Abstract:
A method of designing circularly symmetric shaped dual reflector antennas is presented
in this thesis. The method is used to design shaped Cassegrain and shaped Gregorian
reflector antennas. The two step design procedure includes a proposed method to define
shaped dual reflector surfaces, and an optimization algorithm that determines the
optimum shaped surfaces. The proposed method successfully describes practical shaped
reflector surface using a small number of parameters compared to other commonly used
methods found in literature. The reduction of design parameters reduces computational
complexities. Differential evolution optimization algorithm is used to optimize the
parameters that define the shaped geometry. Two separate sets of optimizations have
been performed for each of the dual reflector geometries (Cassegrain and Gregorian).

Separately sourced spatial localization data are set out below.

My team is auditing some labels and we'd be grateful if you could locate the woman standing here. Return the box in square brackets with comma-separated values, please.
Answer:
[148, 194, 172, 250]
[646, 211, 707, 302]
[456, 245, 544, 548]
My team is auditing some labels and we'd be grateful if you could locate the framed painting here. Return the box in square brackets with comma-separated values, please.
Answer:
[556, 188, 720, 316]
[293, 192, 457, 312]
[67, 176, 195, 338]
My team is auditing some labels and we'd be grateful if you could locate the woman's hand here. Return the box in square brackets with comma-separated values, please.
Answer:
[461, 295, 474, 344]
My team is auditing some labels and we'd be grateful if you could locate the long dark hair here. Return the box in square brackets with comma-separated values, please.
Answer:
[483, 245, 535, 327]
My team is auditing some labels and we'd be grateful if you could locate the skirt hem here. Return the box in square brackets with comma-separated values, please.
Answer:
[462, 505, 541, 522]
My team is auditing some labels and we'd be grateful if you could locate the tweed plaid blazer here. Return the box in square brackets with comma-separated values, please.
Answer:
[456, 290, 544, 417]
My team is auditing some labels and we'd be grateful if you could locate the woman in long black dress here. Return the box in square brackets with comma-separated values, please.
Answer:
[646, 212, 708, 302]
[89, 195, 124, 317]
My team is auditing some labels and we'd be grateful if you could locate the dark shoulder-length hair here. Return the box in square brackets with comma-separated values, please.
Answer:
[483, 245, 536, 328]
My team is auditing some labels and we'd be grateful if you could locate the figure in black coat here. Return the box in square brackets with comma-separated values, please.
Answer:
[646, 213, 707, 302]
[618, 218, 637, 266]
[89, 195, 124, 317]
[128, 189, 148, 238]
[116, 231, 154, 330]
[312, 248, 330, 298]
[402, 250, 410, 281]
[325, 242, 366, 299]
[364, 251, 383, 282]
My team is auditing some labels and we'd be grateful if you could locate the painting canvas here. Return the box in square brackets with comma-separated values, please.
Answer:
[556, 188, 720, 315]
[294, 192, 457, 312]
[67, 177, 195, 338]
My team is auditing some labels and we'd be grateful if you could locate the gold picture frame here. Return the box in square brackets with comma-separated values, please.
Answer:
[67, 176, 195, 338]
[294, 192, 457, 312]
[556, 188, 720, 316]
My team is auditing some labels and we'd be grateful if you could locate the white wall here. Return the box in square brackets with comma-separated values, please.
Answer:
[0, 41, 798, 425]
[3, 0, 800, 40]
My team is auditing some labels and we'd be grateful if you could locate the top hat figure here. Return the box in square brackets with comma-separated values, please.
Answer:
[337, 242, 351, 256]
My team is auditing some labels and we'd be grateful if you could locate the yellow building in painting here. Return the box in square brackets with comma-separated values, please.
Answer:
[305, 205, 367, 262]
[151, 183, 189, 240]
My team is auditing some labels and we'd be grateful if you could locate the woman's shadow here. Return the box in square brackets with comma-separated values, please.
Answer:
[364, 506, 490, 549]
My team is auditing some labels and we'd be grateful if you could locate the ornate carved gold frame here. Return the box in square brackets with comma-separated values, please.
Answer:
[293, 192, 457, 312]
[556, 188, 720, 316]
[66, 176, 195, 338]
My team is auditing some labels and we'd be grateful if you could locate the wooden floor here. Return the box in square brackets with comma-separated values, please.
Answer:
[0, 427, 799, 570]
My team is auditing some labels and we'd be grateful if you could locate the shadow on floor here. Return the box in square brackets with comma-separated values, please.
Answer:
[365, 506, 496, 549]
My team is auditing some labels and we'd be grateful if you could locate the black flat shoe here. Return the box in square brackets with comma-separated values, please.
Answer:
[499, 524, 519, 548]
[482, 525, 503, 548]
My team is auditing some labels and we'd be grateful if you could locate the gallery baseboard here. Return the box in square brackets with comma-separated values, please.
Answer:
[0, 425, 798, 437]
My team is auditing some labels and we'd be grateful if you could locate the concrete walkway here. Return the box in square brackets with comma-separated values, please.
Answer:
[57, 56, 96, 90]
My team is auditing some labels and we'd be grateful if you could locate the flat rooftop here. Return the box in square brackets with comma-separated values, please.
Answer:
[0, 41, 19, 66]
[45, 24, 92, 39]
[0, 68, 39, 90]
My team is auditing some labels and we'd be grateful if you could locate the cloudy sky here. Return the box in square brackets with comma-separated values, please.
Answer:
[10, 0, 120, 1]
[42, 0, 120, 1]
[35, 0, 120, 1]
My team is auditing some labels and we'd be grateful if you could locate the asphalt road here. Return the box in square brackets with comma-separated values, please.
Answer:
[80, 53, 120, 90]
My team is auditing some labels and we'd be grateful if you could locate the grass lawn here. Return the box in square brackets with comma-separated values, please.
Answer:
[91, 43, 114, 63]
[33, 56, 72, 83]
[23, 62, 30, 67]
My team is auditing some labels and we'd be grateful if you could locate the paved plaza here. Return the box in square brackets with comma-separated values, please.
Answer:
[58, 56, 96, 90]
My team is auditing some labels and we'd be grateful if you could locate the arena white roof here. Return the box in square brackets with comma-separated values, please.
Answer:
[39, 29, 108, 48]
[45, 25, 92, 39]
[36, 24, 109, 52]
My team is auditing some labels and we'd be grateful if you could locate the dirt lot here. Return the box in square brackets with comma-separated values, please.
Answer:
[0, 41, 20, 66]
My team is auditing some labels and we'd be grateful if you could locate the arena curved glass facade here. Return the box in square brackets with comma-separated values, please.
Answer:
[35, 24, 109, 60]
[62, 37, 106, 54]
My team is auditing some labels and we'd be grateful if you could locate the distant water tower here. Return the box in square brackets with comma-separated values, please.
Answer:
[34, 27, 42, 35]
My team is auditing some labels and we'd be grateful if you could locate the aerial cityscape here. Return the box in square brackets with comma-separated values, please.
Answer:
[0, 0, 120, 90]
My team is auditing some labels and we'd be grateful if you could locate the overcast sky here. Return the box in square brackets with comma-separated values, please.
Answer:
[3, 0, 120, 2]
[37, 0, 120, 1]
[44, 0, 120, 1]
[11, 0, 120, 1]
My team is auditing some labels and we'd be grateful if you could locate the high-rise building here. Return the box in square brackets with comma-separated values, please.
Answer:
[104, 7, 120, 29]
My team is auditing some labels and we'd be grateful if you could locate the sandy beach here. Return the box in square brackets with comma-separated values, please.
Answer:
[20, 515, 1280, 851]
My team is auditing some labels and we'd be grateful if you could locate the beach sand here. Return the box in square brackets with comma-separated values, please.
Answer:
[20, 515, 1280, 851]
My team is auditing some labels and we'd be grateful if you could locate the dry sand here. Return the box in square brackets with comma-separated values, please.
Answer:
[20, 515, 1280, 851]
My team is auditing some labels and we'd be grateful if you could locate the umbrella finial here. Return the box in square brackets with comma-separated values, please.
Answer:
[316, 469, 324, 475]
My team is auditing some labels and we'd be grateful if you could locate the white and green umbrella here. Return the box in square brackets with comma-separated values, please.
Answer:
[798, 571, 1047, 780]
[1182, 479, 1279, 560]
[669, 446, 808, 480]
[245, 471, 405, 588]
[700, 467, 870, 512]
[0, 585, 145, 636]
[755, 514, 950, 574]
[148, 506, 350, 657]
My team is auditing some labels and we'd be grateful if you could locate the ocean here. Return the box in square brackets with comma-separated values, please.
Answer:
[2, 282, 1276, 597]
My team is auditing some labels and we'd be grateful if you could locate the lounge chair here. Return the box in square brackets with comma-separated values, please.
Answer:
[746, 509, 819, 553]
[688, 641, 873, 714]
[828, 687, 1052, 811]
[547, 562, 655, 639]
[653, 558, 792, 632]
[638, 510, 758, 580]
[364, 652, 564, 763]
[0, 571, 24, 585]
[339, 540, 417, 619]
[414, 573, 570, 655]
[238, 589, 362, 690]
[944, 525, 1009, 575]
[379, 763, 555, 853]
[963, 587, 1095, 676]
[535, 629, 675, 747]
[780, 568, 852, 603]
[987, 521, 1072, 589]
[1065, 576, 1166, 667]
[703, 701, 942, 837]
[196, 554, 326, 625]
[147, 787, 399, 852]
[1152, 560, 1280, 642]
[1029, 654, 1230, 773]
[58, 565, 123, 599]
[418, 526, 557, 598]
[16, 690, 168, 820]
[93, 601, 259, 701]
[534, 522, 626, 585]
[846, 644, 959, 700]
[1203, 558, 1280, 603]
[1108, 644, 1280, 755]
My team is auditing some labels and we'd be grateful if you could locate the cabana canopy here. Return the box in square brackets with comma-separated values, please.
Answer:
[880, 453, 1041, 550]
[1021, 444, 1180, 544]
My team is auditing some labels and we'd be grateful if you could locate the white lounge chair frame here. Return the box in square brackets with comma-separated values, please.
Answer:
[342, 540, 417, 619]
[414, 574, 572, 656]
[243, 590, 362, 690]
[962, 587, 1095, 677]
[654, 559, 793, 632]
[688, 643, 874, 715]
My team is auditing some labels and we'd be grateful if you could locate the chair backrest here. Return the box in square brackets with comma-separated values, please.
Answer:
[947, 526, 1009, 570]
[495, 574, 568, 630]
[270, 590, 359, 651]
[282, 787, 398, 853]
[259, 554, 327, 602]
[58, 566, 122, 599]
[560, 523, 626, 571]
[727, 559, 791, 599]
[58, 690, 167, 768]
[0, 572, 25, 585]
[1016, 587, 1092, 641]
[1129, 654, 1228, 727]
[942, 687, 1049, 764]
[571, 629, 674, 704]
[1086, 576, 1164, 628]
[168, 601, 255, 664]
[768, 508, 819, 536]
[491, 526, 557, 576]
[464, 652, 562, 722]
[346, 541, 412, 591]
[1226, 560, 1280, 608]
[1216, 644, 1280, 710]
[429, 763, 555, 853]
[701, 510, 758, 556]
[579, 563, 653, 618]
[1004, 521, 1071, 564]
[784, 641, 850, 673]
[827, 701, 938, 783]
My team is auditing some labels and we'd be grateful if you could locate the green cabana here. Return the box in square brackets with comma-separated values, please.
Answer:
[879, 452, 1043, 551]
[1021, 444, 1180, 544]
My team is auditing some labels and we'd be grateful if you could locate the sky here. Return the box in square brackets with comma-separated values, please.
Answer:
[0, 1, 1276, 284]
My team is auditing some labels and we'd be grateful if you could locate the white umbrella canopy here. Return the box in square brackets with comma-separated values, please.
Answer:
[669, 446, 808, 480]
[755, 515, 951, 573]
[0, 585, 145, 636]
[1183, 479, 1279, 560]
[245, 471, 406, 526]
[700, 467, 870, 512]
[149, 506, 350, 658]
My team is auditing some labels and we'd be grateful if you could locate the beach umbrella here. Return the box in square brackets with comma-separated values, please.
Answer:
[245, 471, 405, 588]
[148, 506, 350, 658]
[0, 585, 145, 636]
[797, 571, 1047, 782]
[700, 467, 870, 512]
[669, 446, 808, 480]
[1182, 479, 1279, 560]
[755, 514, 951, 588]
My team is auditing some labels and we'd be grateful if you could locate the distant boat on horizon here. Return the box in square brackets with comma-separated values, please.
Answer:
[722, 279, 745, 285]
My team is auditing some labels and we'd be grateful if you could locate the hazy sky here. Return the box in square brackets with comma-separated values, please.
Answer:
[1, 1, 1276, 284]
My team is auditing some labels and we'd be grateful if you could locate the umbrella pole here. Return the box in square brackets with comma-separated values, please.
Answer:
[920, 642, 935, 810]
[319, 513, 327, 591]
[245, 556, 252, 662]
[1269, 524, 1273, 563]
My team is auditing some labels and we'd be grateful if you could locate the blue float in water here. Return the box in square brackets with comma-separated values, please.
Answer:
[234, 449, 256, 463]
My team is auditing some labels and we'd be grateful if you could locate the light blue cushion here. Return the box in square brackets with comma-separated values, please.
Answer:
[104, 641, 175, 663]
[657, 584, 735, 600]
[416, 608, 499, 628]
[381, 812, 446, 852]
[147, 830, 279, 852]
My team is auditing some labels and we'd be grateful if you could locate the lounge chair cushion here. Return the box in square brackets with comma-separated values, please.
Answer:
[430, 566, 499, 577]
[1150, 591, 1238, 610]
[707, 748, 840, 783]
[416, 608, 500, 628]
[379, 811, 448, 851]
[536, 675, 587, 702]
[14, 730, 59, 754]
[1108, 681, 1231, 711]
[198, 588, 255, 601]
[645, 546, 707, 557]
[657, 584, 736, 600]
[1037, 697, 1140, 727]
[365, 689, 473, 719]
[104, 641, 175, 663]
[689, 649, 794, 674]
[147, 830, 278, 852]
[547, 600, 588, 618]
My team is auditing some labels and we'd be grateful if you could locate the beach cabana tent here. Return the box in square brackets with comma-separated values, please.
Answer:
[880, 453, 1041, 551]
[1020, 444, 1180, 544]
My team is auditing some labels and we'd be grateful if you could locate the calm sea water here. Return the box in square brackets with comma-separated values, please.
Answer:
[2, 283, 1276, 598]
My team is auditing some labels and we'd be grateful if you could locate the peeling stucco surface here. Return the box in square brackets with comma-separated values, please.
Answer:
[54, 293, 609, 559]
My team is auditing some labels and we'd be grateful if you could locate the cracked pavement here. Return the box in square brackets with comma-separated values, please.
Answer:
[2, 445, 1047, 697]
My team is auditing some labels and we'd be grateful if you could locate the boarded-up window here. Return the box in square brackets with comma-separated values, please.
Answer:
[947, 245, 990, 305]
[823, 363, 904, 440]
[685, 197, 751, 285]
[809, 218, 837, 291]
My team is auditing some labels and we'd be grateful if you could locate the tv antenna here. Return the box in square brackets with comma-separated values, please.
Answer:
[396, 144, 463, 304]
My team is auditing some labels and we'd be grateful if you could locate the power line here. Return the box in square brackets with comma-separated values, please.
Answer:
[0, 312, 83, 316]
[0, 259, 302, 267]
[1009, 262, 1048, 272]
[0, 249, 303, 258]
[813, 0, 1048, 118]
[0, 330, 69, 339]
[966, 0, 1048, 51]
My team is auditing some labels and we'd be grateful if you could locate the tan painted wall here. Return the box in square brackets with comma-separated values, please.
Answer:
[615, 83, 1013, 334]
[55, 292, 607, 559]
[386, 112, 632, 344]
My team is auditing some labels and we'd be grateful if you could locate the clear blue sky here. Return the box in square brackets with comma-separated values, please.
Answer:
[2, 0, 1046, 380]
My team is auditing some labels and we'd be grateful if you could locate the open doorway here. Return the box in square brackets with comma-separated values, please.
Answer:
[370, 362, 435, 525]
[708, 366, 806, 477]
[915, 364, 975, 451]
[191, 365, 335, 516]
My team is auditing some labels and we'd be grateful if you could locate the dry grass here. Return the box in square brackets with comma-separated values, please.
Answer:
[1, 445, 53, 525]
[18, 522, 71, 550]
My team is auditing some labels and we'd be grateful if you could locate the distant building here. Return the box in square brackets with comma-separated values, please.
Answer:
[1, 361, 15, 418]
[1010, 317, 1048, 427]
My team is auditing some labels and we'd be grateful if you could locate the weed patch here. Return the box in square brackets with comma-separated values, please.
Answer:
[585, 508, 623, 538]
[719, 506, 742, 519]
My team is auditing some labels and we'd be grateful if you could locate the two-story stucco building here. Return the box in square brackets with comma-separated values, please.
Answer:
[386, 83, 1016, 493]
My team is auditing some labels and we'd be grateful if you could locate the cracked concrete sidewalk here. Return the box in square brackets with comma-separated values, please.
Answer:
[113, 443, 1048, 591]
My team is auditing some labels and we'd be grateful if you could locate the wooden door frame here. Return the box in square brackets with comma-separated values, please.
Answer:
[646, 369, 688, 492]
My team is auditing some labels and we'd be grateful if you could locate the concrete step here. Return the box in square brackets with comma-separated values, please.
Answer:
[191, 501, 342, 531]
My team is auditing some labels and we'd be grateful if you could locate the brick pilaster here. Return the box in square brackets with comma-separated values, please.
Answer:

The first optimization concentrates on reducing beamwidth by creating uniform
illumination of the main reflector while keeping main reflector size constant and
spillover losses to a minimum. The second optimization concentrates on maintaining a
small beamwidth by creating a uniform illumination over a smaller main reflector while
keeping spillover losses to a minimum. The design requirements are incorporated into
the definition of the cost function of the optimization algorithm.
As the optimization requires evaluation of the radiation characteristics of the shaped
dual reflectors, field analysis is inherent in the design procedure. Field characteristics of
the feed, the subreflector, and the main reflector are formulated. A corrugated horn
antenna is designed as the feed antenna and its field characteristics are evaluated using
standard equations. Uniform theory of diffraction is used for analysis of the field
scattered from the subreflector on to the main reflector. The field radiated from the main
reflector is calculated using physical optics method. The beamwidth is computed for the
shaped and unshaped dual reflectors from corresponding far-field patterns. It is found
that the shaped reflectors outperform the unshaped reflectors in terms of beamwidth.
Other performance characteristics of the designed shaped dual reflectors are also found
to be within satisfactory limits. The obtained values are found to be in good agreement
with numerical and experimental values reported in literature.